Original: The Village Voice reports that Philadelphia golden-age rapper Cool C (aka Christopher Roney) will be executed tomorrow by lethal injection.

In 1996 he was convicted on charges of first-degree murder in the shooting of Police Officer Lauretha Vaird. The situation occurred when he and two other men were attempting to rob a Philadelphia PNC Bank. Roney shot Vaird as she stepped through the bank’s entrance responding to the call. More on what followed from The Village Voice:

On November 1, 1996, Christopher “Cool C” Roney was sentenced to death. He’s since been an inmate of Pennsylvania’s State Correctional Institution at Greene. Former Pennsylvania governor Ed Rendell originally slated Roney’s death for March 9, 2006, but litigation issues caused it to be indefinitely delayed. Tomorrow, slightly more than nineteen years after the attempted robbery, Roney will be executed.

The article goes on to talk about Roney’s influence on the Philadelphia rap scene, and ends with a tribute of sorts to Officer Vaird, who The Village Voice reports, was the first police officer in Philly’s history to be killed while responding to a call.

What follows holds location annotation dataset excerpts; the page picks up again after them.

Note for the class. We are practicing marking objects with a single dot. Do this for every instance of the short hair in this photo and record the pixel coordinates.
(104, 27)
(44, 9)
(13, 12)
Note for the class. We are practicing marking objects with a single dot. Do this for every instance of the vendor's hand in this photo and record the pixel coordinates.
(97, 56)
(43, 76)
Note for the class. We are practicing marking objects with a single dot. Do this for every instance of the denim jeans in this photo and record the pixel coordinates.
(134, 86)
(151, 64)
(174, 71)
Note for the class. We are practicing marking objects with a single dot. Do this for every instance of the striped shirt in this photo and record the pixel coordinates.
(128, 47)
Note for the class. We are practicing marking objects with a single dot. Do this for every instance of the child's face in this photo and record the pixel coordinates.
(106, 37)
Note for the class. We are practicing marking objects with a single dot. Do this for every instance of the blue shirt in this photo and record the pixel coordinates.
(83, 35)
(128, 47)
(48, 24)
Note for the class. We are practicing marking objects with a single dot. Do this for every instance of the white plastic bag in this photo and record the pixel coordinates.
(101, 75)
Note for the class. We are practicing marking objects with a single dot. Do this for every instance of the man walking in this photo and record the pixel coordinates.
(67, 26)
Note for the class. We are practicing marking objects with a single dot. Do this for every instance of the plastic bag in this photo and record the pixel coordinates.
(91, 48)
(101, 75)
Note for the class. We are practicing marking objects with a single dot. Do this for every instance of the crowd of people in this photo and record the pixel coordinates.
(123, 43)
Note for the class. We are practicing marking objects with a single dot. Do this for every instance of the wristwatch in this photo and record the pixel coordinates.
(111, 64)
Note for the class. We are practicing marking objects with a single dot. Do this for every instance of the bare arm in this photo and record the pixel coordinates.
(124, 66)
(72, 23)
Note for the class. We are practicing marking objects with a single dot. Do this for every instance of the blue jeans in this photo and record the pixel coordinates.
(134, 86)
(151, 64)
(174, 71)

To this day, the fallen policewoman, Lauretha Vaird, is remembered as one of Philadelphia’s most beloved officers. A mother of two sons — eleven and seventeen at the time of her death — she changed careers from an assistant to special-education teachers at Germantown’s Pickett Middle School to serve her city in her mid thirties. The Officer Down Memorial Page created in her honor relates several stories of her heroism and the love she inspired. In 2010, Vaird was honored in Philadelphia’s Feltonville neighborhood with a “Celebration of Life” at the Boys and Girls Club, which was also named after her. The Vaird Foundation, founded by fellow officer Kimberly Byrd, runs prospective law enforcement career mentoring and college assistance programs and has given thousands of dollars in college aid.